Gerçek Suç: Neden Seri Katil Hikayelerine Bu Kadar İlgi Duyuyoruz?
Son yıllarda gerçek suç temalı yapımların popülaritesinin artması, seyircilerin kanlı sahnelerden büyük bir keyif aldığını gösteriyor. Bu durum, “Neden çoğumuz bu tür suç şovlarını bu kadar seviyoruz?” sorusunu akıllara getiriyor. Seri katillerle ilgili içeriklere olan ilgi, dünya genelinde hızla büyüyor; her köşe başında, bu korkunç suçları detaylı bir şekilde anlatan filmler, TV dizileri, kitaplar ve videolarla karşılaşıyoruz.
Geçmişte, bu suç merakının hastalıklı bir ilgi veya insanların hayatlarında eksik olan yoğun duyguları deneyimleme arzusundan kaynaklandığı düşünülüyordu. Aynı zamanda, bu tür bir saplantının artan şiddeti tetikleyebileceği de sıkça dile getiriliyordu. Ancak, bu konu hakkında kapsamlı bir araştırma yapılmamıştı. İşte bu noktada, Rusya’daki Ulusal Araştırma Üniversitesi Ekonomi Yüksek Okulu’ndan bir araştırma ekibi devreye girdi.

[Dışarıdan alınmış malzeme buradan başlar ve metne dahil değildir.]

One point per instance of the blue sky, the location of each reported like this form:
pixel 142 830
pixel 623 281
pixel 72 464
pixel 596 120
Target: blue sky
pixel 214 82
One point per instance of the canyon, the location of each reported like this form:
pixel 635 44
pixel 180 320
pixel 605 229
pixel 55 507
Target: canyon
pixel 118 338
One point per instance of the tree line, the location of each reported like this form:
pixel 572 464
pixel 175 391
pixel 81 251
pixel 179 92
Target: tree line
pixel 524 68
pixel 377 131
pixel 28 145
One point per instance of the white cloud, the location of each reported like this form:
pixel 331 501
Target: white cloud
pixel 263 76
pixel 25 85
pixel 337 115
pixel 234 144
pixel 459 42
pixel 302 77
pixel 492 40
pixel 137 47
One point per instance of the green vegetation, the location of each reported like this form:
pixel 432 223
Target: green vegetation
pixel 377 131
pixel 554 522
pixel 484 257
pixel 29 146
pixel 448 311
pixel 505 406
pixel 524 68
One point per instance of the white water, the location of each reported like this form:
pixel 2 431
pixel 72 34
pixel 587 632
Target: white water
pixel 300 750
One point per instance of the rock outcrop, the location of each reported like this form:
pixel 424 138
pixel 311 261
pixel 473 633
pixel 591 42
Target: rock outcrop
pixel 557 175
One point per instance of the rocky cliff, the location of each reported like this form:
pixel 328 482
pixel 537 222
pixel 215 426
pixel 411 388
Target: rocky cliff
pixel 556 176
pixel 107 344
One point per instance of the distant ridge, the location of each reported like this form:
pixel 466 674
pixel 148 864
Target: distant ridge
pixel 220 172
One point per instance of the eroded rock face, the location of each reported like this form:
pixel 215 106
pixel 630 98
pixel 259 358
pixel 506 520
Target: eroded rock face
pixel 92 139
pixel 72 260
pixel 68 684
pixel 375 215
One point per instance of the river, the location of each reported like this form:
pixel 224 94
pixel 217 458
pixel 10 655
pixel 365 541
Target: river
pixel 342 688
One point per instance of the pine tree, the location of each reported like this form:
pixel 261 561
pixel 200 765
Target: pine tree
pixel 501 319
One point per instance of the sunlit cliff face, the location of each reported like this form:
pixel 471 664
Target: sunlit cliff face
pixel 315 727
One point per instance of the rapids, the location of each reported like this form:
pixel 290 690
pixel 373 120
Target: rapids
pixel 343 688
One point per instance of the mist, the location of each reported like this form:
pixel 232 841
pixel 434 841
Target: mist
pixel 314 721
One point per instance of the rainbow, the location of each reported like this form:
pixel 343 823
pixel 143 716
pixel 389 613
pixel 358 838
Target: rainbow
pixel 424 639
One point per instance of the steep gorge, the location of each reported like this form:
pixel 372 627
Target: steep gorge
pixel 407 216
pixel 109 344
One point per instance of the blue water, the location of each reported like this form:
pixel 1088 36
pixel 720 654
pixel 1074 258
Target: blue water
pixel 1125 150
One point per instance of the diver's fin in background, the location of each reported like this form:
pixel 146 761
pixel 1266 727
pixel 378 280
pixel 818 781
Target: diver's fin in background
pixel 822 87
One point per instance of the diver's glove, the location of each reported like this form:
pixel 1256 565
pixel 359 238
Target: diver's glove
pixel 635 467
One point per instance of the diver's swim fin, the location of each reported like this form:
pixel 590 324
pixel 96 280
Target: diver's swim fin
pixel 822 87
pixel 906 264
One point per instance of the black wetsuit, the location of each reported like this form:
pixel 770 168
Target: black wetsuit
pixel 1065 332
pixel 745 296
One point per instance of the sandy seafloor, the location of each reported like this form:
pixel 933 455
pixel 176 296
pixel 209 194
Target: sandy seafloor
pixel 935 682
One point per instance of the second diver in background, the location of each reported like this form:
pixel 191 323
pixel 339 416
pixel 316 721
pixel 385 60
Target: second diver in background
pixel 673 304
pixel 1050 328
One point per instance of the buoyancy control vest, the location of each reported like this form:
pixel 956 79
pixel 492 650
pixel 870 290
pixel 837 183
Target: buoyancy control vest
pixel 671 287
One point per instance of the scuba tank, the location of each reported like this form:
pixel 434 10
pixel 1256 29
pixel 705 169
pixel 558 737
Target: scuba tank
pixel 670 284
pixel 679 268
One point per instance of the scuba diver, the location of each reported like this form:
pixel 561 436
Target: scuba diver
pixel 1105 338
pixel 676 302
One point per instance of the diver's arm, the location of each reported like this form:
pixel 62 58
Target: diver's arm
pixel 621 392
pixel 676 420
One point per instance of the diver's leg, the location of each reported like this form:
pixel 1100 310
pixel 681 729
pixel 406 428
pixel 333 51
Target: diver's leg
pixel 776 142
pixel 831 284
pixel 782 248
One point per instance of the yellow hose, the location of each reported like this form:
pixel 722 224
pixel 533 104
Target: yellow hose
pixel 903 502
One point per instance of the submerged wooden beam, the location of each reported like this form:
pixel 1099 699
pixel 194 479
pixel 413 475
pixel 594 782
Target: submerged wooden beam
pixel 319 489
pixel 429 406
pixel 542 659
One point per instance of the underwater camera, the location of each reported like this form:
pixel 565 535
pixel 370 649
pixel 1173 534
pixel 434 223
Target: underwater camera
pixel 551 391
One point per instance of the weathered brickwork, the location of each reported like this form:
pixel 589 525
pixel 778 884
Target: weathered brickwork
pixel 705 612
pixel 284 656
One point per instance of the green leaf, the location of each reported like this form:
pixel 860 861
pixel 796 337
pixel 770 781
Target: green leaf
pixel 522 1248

Bu ekip, Rus gençleri arasında bir dizi derinlemesine görüşme gerçekleştirdi. 14 Rus şehrinden 18 ila 36 yaş arası toplam 26 gençle bir araya gelerek, ne tür seri katil içeriklerinden hoşlandıkları, bu içerikleri nasıl değerlendirdikleri ve bir film, video veya podcast seçerken hangi unsurlara dikkat ettikleri hakkında sorular sordular.
Elde ettikleri bulgular, bu şiddet içerikli medyaya olan ilginin ne şiddet sevgisinden kaynaklandığını ne de gerçek hayatta şiddet uygulama isteğiyle ilişkili olduğunu ortaya koydu. Araştırma ekibi, makalelerinde şu önemli sonuca vardı: “Çalışma, genç Rusların seri katillerle ilgili medya içeriğini iki tür ihtiyacı aynı anda karşılamak için tükettiğini ortaya koydu: Bilişsel ve duygusal ihtiyaçlar. Bilişsel tüketim güdüleri ontolojik güvenlik ihtiyacından kaynaklanırken, duygusal güdüler zevk için tüketim ihtiyaçlarını karşılamakla ilişkili.”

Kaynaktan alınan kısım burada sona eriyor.